Sempat Dirawat 5 Hari, F pasien positif Covid-19 meninggal di RSUD Jeneponto

Pasien Jeneponto positif Covid-19 dan meninggal dunia

PENJURU.ID | Jeneponto –  Pasien Inisial F perempuan berusia 63 tahun tersebut meninggal dunia di Rumah Sakit Lanto Daeng Pasewang yang lima hari dalam perawatan sebagai Pasien positif Covid-19 di Jeneponto, Minggu (28/06/20) Pukul 07.22 Wita

Dalam Perawatan selama 5 hari Pasien F yang meninggal tersebut adalah warga Pallengu, Kecamatan Bangkala, Kabupaten Jeneponto, sebagai pasien positif Covid-19, yang pertama kali meninggal dunia di Jeneponto

Apa yang di katakan Juru Bicara Gugus Tugas Covid-19, Daerah Jeneponto, Mustaufiq mengatakan, pasien berinisial F terkonfirmasi positif Covid-19 setelah menjalani rangkaian tes Swab sebelumnya pada hari Kamis, (25/06/20).

“Dalam menjalani perawatan selama lima hari di rumah Sakit Lanto Daeng Pasewang, pasien F tersebut akhirnya meninggal dunia pada hari ini,” jelas Mustaufiq.

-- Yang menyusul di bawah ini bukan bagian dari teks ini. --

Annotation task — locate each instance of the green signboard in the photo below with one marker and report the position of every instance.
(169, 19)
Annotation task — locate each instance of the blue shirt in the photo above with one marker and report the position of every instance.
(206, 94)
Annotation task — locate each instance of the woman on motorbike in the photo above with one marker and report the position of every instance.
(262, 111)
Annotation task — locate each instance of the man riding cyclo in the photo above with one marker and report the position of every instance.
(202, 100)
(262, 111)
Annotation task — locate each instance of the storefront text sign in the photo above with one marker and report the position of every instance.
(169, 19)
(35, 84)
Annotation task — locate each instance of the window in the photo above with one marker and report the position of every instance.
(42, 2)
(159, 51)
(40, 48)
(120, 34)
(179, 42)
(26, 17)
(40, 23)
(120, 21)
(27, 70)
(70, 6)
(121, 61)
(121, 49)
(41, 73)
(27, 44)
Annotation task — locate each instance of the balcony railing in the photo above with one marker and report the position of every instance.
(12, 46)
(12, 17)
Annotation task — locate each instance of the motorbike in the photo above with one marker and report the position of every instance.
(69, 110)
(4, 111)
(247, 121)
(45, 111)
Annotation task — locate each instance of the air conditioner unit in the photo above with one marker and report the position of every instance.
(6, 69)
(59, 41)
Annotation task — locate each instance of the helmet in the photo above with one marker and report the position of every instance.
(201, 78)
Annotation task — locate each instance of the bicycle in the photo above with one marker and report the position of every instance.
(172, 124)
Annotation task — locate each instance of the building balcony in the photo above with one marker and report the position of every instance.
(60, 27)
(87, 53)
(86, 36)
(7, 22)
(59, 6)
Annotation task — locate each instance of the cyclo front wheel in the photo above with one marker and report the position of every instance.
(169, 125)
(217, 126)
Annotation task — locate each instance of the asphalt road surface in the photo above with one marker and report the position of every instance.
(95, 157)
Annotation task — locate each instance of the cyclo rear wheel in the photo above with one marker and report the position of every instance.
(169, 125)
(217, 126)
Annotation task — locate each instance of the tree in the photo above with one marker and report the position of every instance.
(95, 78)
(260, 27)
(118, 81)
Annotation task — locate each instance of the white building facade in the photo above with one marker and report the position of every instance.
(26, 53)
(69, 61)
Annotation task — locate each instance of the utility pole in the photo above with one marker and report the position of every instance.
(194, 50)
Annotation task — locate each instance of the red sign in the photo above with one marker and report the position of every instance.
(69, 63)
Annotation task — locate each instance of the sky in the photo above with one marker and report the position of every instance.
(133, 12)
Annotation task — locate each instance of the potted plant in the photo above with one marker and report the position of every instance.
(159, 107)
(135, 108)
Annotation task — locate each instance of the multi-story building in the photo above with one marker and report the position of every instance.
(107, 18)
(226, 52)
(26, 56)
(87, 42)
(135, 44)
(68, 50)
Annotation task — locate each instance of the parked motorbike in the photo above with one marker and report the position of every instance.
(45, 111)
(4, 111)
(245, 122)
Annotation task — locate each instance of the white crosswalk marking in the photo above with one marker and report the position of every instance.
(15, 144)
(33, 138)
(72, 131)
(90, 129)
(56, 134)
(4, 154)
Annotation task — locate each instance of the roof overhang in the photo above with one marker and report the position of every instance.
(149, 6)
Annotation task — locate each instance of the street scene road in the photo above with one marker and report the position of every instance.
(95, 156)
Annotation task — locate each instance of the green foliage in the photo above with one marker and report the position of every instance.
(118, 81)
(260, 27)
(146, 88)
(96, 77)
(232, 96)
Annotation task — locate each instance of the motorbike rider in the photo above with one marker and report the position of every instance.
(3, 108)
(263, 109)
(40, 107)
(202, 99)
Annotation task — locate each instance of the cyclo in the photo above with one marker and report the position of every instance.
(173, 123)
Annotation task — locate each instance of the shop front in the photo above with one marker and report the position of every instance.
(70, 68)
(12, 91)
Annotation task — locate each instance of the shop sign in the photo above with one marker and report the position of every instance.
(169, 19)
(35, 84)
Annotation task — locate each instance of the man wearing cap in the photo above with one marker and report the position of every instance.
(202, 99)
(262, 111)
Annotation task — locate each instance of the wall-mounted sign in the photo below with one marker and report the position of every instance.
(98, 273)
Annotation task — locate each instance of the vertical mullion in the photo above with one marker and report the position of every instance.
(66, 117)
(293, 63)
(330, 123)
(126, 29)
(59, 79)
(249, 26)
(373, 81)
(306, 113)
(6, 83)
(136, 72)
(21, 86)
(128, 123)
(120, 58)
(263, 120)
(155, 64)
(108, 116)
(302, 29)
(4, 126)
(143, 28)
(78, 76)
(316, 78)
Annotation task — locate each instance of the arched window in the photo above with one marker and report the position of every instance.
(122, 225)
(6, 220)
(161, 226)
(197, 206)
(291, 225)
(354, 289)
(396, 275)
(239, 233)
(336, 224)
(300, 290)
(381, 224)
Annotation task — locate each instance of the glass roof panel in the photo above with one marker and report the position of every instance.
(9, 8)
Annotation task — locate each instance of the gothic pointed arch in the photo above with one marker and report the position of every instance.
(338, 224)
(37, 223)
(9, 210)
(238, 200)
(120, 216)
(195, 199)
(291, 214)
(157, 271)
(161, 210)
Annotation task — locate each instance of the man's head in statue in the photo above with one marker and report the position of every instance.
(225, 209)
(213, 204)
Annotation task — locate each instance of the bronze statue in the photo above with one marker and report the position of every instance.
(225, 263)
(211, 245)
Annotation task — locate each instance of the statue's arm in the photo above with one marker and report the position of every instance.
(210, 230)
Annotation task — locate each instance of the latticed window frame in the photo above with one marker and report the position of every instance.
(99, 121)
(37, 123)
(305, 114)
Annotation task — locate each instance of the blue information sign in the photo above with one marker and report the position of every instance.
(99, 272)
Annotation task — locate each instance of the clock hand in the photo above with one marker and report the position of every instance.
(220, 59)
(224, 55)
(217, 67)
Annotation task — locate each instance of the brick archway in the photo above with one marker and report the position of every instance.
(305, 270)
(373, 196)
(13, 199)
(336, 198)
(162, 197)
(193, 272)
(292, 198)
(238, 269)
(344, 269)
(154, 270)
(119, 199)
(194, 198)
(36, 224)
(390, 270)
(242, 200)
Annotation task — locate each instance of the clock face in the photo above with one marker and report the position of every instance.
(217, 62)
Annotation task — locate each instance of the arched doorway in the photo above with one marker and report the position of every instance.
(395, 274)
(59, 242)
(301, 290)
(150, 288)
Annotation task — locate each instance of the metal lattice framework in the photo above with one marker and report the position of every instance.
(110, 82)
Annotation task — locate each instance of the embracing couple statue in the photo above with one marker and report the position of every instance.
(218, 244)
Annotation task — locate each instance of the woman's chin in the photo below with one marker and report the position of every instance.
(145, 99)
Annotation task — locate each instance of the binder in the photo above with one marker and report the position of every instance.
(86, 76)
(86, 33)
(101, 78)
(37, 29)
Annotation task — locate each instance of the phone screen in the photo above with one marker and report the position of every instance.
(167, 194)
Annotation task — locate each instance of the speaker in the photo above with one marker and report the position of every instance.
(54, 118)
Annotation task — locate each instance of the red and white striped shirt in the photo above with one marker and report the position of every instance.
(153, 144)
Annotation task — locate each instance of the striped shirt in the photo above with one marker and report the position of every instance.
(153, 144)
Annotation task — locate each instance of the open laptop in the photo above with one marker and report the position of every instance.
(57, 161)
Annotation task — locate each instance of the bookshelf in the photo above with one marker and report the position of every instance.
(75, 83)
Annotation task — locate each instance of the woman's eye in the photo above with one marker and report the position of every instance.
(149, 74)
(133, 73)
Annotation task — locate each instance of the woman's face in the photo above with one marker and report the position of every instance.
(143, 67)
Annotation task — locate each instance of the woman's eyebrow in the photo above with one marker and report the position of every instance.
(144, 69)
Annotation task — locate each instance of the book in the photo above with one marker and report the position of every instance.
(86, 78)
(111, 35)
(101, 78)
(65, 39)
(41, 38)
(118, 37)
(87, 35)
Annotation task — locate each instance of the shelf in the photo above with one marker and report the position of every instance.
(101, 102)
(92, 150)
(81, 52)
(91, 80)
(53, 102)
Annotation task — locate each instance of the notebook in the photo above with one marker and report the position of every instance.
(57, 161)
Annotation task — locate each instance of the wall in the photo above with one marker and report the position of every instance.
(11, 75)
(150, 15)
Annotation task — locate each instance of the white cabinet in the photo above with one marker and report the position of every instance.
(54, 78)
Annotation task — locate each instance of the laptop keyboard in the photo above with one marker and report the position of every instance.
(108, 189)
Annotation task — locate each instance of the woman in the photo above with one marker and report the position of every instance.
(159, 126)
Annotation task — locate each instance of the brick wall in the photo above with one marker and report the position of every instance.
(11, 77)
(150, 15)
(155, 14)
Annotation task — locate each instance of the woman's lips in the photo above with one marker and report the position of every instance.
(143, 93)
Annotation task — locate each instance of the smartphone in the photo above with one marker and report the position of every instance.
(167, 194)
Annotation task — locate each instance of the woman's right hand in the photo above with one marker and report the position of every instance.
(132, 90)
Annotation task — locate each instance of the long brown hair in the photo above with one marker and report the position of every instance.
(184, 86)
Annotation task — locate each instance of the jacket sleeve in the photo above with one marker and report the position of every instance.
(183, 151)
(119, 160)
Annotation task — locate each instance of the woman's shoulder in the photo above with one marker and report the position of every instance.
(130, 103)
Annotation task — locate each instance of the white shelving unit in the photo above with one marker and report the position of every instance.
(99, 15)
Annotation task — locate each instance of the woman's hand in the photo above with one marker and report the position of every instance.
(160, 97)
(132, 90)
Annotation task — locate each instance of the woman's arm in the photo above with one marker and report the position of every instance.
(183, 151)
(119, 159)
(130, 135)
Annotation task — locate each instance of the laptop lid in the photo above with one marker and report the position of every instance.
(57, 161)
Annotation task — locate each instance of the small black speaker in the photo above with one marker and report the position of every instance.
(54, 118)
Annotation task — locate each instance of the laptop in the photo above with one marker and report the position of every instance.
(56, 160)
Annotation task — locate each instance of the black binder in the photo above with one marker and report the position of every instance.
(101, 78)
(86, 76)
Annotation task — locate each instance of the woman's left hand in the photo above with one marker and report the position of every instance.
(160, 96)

Mustaufiq yang juga selaku Kabag Humas dan Protokol Pemkab Jeneponto menjelaskan, “bahwa pasien F sebelumnya datang berobat ke RSUD Lanto Daeng Pasewang dengan keluhan stroke dan hipertensi saja,”  kata Mustaufiq.

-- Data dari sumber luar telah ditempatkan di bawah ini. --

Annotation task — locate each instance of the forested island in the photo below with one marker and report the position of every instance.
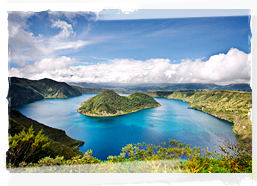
(33, 144)
(109, 103)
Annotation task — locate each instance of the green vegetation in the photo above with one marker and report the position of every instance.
(109, 103)
(60, 143)
(23, 91)
(233, 106)
(87, 90)
(137, 158)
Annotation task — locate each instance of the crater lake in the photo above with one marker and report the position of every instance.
(107, 135)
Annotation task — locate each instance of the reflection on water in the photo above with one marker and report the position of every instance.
(107, 135)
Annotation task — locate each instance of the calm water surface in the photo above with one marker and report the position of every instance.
(107, 135)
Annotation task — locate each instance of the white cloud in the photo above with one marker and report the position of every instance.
(25, 46)
(233, 67)
(66, 29)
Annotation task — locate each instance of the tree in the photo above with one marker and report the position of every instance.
(24, 146)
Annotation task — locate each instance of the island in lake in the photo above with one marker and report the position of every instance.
(109, 103)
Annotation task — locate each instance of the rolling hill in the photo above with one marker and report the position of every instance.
(23, 91)
(109, 103)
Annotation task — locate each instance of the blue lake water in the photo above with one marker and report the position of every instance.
(107, 135)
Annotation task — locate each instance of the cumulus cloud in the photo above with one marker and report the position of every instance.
(24, 46)
(233, 67)
(66, 29)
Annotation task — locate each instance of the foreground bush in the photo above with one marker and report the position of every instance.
(148, 158)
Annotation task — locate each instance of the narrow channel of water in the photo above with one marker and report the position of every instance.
(107, 135)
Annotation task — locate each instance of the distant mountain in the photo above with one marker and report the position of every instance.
(87, 90)
(109, 103)
(150, 87)
(92, 85)
(61, 144)
(23, 91)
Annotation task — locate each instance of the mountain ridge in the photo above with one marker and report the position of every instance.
(109, 103)
(23, 91)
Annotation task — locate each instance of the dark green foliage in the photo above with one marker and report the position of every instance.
(25, 146)
(23, 91)
(108, 103)
(172, 157)
(232, 106)
(87, 90)
(61, 144)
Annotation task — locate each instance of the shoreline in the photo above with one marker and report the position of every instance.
(95, 115)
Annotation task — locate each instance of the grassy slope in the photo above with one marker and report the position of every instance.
(23, 91)
(87, 90)
(109, 103)
(232, 106)
(61, 144)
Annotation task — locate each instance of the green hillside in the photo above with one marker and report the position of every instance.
(233, 106)
(23, 91)
(109, 103)
(87, 90)
(61, 144)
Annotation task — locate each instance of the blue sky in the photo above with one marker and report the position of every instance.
(174, 46)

“Dokter yang menangani pasien tersebut setelah melalui pemeriksaan , meragukan atas keluhan yang dialami pasien F, karena ada juga sesak atau pneumonia. Sehingga dokter melakukan rangkaian tes swab dan hasilnya positif Covid-19,” tegasnya

Mustaufiq juga menambahkan ketika pasien F dinyatakan positif Covid-19, pihak keluarga pasien sempat ingin mengambil paksa pasien F yang terpapar Covid-19 pada hari Jumat (26/6/20).

“Benar, keluarga pasien datang dan ingin mengambil paksa pasien F setelah sehari dinyatakan positif. Namun pihak petugas rumah sakit melarang karena pasien tersebut adalah pasien Corona dan harus di rawat,” jelas Mustaufiq.

Pasien F yang meninggal tersebut akan dimakamkan tampatnya di lingkungan Kampung Beru, Kelurahan Pallengu, Kecamatan Bangkala dengan mentaati sesuai protap Covid-19

“Sementara diketahui, saat ini pasien Covid-19 di Jeneponto yang masih dirawat sebanyak 12 orang, Sedangkan pasien yang sembuh 11 orang dan meninggal dunia 1 orang ,” Pungkasnya.